La Québécoise et le Cubain

Pastiche de la fable de Lafontaine : Le chien et le loup
Réalisé en atelier de création littéraire, le 17 février 2008

Une Québécoise n’avait que les frissons et les tremblements,
Tant le Québec faisait rigoureux hiver.
Cette Québécoise rencontre un Cubain aussi basané qu’avenant,
Mince, séduisant, qui l’avait abordé avec savoir-faire.
Le toiser, le traiter en nullité,
Dame Québécoise l’eut fait volontiers;
Mais elle souhaitait profiter des vacances,
Et le Bellâtre promettait d’avance
À la réchauffer passionnément.
La Québécoise donc lui répond gentiment,
Entre en propos, et lui fait compliment
Sur son hâle, qu’elle envie.
Il ne tiendra qu’à vous, belle amie,
D’être aussi bronzée que moi, lui rétorque le Cubain.

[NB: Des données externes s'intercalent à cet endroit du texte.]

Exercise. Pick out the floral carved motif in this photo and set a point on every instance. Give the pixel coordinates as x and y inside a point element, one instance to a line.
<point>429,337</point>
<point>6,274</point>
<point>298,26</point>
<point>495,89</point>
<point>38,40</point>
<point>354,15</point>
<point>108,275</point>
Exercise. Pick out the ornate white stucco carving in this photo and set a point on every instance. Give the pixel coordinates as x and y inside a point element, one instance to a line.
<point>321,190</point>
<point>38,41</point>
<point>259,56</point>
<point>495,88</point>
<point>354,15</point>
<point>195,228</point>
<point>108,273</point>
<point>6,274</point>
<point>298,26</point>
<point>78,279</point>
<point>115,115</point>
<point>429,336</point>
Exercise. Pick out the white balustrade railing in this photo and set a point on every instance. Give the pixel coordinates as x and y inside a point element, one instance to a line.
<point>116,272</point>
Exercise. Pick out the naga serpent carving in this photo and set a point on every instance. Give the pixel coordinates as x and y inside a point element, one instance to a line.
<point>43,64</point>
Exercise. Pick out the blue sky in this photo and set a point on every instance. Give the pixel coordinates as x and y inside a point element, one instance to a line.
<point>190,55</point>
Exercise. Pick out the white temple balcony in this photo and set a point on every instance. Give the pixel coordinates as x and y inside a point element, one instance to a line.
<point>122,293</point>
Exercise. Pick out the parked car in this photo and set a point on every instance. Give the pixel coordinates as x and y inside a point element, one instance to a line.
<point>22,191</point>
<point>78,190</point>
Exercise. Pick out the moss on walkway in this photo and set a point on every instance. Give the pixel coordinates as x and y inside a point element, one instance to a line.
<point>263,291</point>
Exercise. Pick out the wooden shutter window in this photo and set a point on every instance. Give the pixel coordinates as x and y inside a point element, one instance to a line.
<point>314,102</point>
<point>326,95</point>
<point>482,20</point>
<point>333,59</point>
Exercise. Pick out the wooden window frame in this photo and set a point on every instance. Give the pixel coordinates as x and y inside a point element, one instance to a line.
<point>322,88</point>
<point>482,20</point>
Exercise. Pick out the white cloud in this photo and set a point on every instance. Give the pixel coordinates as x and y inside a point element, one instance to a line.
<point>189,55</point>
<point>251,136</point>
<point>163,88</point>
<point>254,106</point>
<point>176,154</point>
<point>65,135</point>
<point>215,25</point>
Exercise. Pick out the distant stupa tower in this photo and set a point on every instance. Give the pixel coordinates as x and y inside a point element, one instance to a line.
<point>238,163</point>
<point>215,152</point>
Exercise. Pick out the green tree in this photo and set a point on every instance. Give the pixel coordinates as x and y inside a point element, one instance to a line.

Quittez le Québec, vous ferez bien :
Vos semblables y sont frigorifiés,
Glaçons, flocons, et routes verglacées,
Dont le dessein est d’occire de froid.
Car quoi? Rien d’aisé : point de véritable répit;
Tout au manche de la pelle.
Mariez-moi : vous aurez bien meilleure existence.
La Québécoise s’enquiert : Que me faudra-t-il changer?
- Presque rien, répond le Cubain, offrir bon accueil aux visiteurs
Apportant cadeaux, et fleurs;
Servir ceux des palaces, à son gouvernement obéir :
Moyennant quoi vos loisirs
Seront mainte béatitude de toutes les manières,
Infini de sable, infini de mer,
Sans compter de constante chaleur.
La Québécoise déjà se projette un bonheur
Qui la fait rêver de splendeur.
Chemin faisant, elle aperçut la demeure du Cubain cajoleur.
Qu’est-ce là? lui demanda-t-elle. – Rien. – Quoi? Rien? – Peu de chose.
- Mais encore? – Le dictateur dont je suis dépendant
De ce taudis imposé est peut-être la cause.
- Imposé? s’exclame la Québécoise : vous n’habitez donc pas
Où vous voulez? – Pas vraiment, mais qu’importe?
- Il m’importe tellement, que de tout votre Cuba
Je ne désire en aucune sorte.
Et je ne désirerais pas même à ce tarif d’une mine d’or.
Ceci rétorqué, Dame Québécoise saute dans son avion et grelotte encor.